Last week GMoke posted: How to Change US Energy in One Growing Season. His first recommendation gmoke
Consistently demonstrate practical, affordable energy efficiency and renewable energy ideas, devices, and systems at the over 4000 weekly farmers’ markets that take place across the USA from Memorial Day to Halloween or Thanksgiving.
This is something that we had already started doing this year when taking our organic leaf lettuce to market. The farm that I am working at hosts the workshop portion of a solar cooking course each semester, offered at the local community college. So we are able to demonstrate solar cooking as well as provide an opportunity for further learning for those that become truly intrigued.
People will stop and talk with us about solar cooking, and we hear many stories about people learning to make their own solar cookers — and we hope that this exposure will inspire many more such efforts.
In these photos you can see a Sun Oven (with the reflectors); a Sport Cooker designed by solar cooking and sustainability pioneer Barbara Prosser Kerr, who lives in the nearby town of Taylor and is a local treasure, and a rocket stove.
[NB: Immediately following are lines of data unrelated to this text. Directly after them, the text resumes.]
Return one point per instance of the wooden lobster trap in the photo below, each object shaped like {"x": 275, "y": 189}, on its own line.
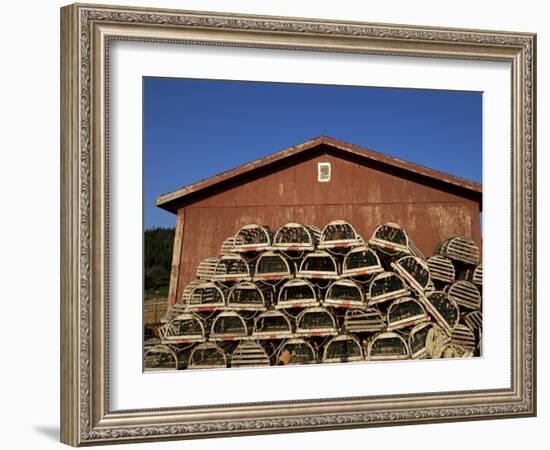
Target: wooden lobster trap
{"x": 387, "y": 346}
{"x": 427, "y": 340}
{"x": 463, "y": 337}
{"x": 249, "y": 354}
{"x": 385, "y": 287}
{"x": 207, "y": 356}
{"x": 461, "y": 249}
{"x": 318, "y": 266}
{"x": 206, "y": 270}
{"x": 229, "y": 326}
{"x": 160, "y": 357}
{"x": 316, "y": 321}
{"x": 248, "y": 296}
{"x": 343, "y": 348}
{"x": 296, "y": 351}
{"x": 253, "y": 238}
{"x": 442, "y": 308}
{"x": 361, "y": 263}
{"x": 185, "y": 328}
{"x": 230, "y": 268}
{"x": 390, "y": 238}
{"x": 339, "y": 236}
{"x": 206, "y": 296}
{"x": 474, "y": 321}
{"x": 441, "y": 269}
{"x": 272, "y": 325}
{"x": 465, "y": 294}
{"x": 405, "y": 312}
{"x": 344, "y": 294}
{"x": 369, "y": 320}
{"x": 295, "y": 237}
{"x": 273, "y": 267}
{"x": 414, "y": 271}
{"x": 297, "y": 293}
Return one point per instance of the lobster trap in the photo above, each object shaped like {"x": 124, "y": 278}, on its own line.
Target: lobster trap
{"x": 343, "y": 348}
{"x": 207, "y": 356}
{"x": 318, "y": 265}
{"x": 385, "y": 287}
{"x": 441, "y": 269}
{"x": 232, "y": 268}
{"x": 316, "y": 321}
{"x": 344, "y": 294}
{"x": 405, "y": 312}
{"x": 249, "y": 354}
{"x": 297, "y": 293}
{"x": 253, "y": 238}
{"x": 160, "y": 357}
{"x": 272, "y": 266}
{"x": 248, "y": 296}
{"x": 228, "y": 326}
{"x": 465, "y": 294}
{"x": 364, "y": 321}
{"x": 339, "y": 236}
{"x": 427, "y": 340}
{"x": 361, "y": 262}
{"x": 414, "y": 271}
{"x": 272, "y": 325}
{"x": 461, "y": 249}
{"x": 185, "y": 328}
{"x": 387, "y": 346}
{"x": 206, "y": 296}
{"x": 443, "y": 309}
{"x": 296, "y": 351}
{"x": 295, "y": 237}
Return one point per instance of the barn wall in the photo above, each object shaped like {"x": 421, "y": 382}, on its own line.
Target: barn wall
{"x": 361, "y": 195}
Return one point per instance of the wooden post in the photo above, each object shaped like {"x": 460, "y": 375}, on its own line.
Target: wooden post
{"x": 176, "y": 258}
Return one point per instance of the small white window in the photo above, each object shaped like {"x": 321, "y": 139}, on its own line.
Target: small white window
{"x": 323, "y": 172}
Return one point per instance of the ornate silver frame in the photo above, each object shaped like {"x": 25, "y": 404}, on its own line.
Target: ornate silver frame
{"x": 86, "y": 31}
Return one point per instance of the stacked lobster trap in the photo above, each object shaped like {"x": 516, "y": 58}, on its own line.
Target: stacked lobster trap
{"x": 302, "y": 295}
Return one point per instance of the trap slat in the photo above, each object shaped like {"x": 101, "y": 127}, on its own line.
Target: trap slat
{"x": 207, "y": 356}
{"x": 318, "y": 265}
{"x": 297, "y": 293}
{"x": 364, "y": 321}
{"x": 248, "y": 296}
{"x": 253, "y": 238}
{"x": 344, "y": 294}
{"x": 296, "y": 351}
{"x": 183, "y": 329}
{"x": 385, "y": 287}
{"x": 343, "y": 348}
{"x": 414, "y": 271}
{"x": 228, "y": 326}
{"x": 461, "y": 249}
{"x": 296, "y": 237}
{"x": 339, "y": 234}
{"x": 272, "y": 325}
{"x": 465, "y": 294}
{"x": 387, "y": 346}
{"x": 272, "y": 266}
{"x": 441, "y": 269}
{"x": 405, "y": 312}
{"x": 316, "y": 321}
{"x": 249, "y": 353}
{"x": 361, "y": 261}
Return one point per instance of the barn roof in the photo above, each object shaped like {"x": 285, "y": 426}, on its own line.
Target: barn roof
{"x": 319, "y": 145}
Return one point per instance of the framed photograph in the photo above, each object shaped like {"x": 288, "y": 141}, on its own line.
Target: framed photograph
{"x": 278, "y": 224}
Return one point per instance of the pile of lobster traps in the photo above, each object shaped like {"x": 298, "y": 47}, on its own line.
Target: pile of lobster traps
{"x": 307, "y": 295}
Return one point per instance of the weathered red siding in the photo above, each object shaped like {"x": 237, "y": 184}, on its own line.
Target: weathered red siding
{"x": 362, "y": 195}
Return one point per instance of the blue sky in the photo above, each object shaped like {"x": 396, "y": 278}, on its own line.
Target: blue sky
{"x": 193, "y": 129}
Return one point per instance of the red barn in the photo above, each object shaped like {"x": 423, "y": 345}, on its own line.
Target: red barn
{"x": 314, "y": 183}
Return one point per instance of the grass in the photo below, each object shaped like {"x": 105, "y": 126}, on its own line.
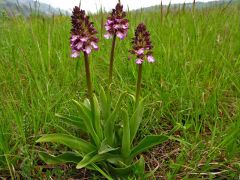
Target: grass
{"x": 193, "y": 85}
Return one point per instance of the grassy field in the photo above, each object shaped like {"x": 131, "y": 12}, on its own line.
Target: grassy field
{"x": 194, "y": 85}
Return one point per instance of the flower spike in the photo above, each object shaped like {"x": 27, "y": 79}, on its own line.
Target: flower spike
{"x": 83, "y": 34}
{"x": 142, "y": 45}
{"x": 116, "y": 23}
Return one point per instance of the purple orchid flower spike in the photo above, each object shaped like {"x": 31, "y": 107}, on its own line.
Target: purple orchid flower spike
{"x": 142, "y": 45}
{"x": 83, "y": 34}
{"x": 142, "y": 48}
{"x": 83, "y": 39}
{"x": 116, "y": 23}
{"x": 116, "y": 26}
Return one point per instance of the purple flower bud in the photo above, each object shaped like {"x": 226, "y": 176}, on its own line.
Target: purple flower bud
{"x": 141, "y": 45}
{"x": 116, "y": 23}
{"x": 139, "y": 61}
{"x": 151, "y": 59}
{"x": 83, "y": 34}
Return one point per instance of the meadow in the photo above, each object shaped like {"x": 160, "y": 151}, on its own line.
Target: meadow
{"x": 193, "y": 86}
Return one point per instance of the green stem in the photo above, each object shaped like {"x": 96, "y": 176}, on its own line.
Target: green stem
{"x": 88, "y": 76}
{"x": 112, "y": 59}
{"x": 139, "y": 83}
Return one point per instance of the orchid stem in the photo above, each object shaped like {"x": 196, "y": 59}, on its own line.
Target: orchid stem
{"x": 112, "y": 59}
{"x": 88, "y": 76}
{"x": 138, "y": 91}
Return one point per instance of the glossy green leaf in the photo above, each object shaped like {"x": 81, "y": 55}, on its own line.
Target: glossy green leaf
{"x": 90, "y": 158}
{"x": 136, "y": 120}
{"x": 109, "y": 125}
{"x": 66, "y": 157}
{"x": 88, "y": 118}
{"x": 147, "y": 143}
{"x": 105, "y": 148}
{"x": 72, "y": 120}
{"x": 70, "y": 141}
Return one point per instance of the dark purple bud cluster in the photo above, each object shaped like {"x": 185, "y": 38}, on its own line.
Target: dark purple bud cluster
{"x": 142, "y": 45}
{"x": 116, "y": 23}
{"x": 83, "y": 34}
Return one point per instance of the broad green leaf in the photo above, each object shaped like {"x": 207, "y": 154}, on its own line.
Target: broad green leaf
{"x": 91, "y": 158}
{"x": 136, "y": 120}
{"x": 87, "y": 103}
{"x": 66, "y": 157}
{"x": 70, "y": 141}
{"x": 72, "y": 120}
{"x": 147, "y": 143}
{"x": 125, "y": 171}
{"x": 97, "y": 118}
{"x": 88, "y": 121}
{"x": 126, "y": 144}
{"x": 101, "y": 171}
{"x": 109, "y": 125}
{"x": 105, "y": 148}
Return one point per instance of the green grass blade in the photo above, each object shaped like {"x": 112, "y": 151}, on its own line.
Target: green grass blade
{"x": 147, "y": 143}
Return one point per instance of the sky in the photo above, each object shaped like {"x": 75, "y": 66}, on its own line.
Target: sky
{"x": 93, "y": 5}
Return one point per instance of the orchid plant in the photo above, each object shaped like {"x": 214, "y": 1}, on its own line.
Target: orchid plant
{"x": 111, "y": 146}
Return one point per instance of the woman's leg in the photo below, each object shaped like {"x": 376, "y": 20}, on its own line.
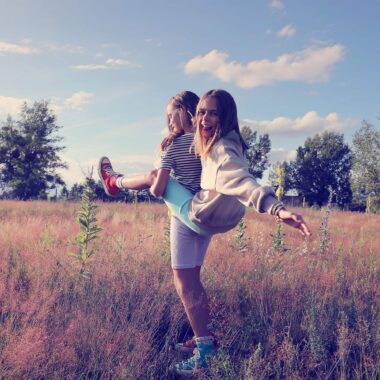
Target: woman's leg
{"x": 194, "y": 298}
{"x": 187, "y": 254}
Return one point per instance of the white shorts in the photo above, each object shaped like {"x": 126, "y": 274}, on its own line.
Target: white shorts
{"x": 188, "y": 249}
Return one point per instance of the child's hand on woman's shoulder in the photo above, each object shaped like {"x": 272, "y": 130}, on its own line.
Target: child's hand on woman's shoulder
{"x": 294, "y": 220}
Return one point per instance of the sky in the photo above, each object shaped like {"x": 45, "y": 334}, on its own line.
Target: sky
{"x": 108, "y": 69}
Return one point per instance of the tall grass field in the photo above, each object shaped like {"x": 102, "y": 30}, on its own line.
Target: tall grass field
{"x": 302, "y": 309}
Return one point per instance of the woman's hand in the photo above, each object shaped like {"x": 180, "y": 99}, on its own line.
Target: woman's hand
{"x": 293, "y": 220}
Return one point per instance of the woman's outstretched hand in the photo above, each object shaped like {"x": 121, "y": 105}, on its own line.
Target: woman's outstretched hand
{"x": 293, "y": 220}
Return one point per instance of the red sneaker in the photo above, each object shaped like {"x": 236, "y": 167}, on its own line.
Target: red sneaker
{"x": 108, "y": 177}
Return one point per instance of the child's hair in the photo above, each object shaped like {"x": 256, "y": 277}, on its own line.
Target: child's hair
{"x": 188, "y": 101}
{"x": 228, "y": 121}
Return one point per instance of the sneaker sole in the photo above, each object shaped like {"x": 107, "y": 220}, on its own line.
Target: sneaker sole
{"x": 187, "y": 350}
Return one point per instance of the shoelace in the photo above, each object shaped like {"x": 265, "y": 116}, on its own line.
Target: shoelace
{"x": 109, "y": 171}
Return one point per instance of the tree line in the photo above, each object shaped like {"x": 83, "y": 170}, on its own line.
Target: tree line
{"x": 30, "y": 147}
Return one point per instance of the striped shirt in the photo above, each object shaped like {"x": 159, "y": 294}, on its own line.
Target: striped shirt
{"x": 185, "y": 166}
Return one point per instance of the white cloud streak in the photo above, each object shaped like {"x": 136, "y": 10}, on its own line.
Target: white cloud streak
{"x": 281, "y": 154}
{"x": 311, "y": 65}
{"x": 287, "y": 31}
{"x": 77, "y": 100}
{"x": 276, "y": 4}
{"x": 308, "y": 124}
{"x": 11, "y": 106}
{"x": 8, "y": 48}
{"x": 109, "y": 64}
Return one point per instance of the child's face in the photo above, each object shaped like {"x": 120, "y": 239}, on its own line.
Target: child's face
{"x": 208, "y": 117}
{"x": 175, "y": 117}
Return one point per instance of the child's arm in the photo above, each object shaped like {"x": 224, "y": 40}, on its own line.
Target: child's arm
{"x": 159, "y": 184}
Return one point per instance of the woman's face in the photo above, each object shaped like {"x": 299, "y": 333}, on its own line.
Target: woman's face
{"x": 177, "y": 118}
{"x": 208, "y": 117}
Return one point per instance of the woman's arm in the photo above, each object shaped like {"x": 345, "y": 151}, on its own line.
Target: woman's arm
{"x": 159, "y": 184}
{"x": 294, "y": 220}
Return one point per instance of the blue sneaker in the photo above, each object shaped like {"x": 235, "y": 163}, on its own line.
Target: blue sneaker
{"x": 199, "y": 361}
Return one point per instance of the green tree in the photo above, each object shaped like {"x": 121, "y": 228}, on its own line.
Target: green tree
{"x": 257, "y": 153}
{"x": 365, "y": 173}
{"x": 273, "y": 175}
{"x": 324, "y": 161}
{"x": 29, "y": 150}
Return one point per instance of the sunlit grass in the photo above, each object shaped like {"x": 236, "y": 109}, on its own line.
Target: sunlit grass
{"x": 298, "y": 314}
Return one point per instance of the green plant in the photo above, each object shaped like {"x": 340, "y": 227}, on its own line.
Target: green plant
{"x": 240, "y": 239}
{"x": 324, "y": 236}
{"x": 278, "y": 239}
{"x": 88, "y": 230}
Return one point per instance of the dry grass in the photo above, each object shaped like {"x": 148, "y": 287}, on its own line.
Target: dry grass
{"x": 298, "y": 314}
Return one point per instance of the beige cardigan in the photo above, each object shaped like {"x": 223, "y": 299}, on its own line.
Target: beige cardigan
{"x": 227, "y": 188}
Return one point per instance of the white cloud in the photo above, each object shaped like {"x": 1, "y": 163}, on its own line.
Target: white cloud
{"x": 310, "y": 65}
{"x": 6, "y": 47}
{"x": 308, "y": 124}
{"x": 281, "y": 154}
{"x": 276, "y": 4}
{"x": 109, "y": 64}
{"x": 10, "y": 106}
{"x": 67, "y": 48}
{"x": 90, "y": 66}
{"x": 77, "y": 100}
{"x": 287, "y": 31}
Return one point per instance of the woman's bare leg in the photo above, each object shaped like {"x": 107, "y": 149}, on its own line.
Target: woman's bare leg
{"x": 194, "y": 298}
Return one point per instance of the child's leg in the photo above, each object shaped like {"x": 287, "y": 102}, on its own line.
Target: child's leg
{"x": 177, "y": 198}
{"x": 113, "y": 181}
{"x": 137, "y": 182}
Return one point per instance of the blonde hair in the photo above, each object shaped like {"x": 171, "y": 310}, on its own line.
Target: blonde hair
{"x": 188, "y": 101}
{"x": 228, "y": 121}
More about these items below.
Reflectors can make a big difference in the internal heat of a solar oven. Without reflectors, a solar box cooker will boil water after an hour or so, and reach a temperature of around 225 degrees farenheit — with the reflectors, the Sun Oven reaches up to 350 degrees. We demonstrate the Sun Oven with a big biscuit cooked in an enamel pot — it even browns.
Sport Solar Cooker
The Sport is the plain black box with plastic cover in the photo below. The water in the enamel pot is boiling. You can see more of it here. The link is a sales brochure — but please know that the author of this diary does not benefit from any sales. The Kerr-Cole Sustainable Living Center is an educational non-profit (501(c)(3)).
While not a solar technology, the rocket stove burns small pieces of wood (twigs or kindling). The design allows cooking using a very small area of flame — basically you are just burning the ends of a few sticks. This model is one we build in the Solar Cooking and Sustainability Course offered through the local community college, Northland Pioneer.
The metal divider that the sticks rest on provides a platform for the fuel as well as an air channel that flows under the fuel and allows for very strong combustion of the stick ends.
This stove allows for cooking using a minimum of fuel — not as ideal as solar, but still very effective and helpful in places with deforestation problems. Even in heavily forested regions, using less fuel is the right thing to do from a carbon and fire-safety perspective.
Please note that we do not sell solar ovens or the biscuits we make to demonstrate their use — we take our produce to the market, and take the opportunity to educate our community further about sustainable alternatives.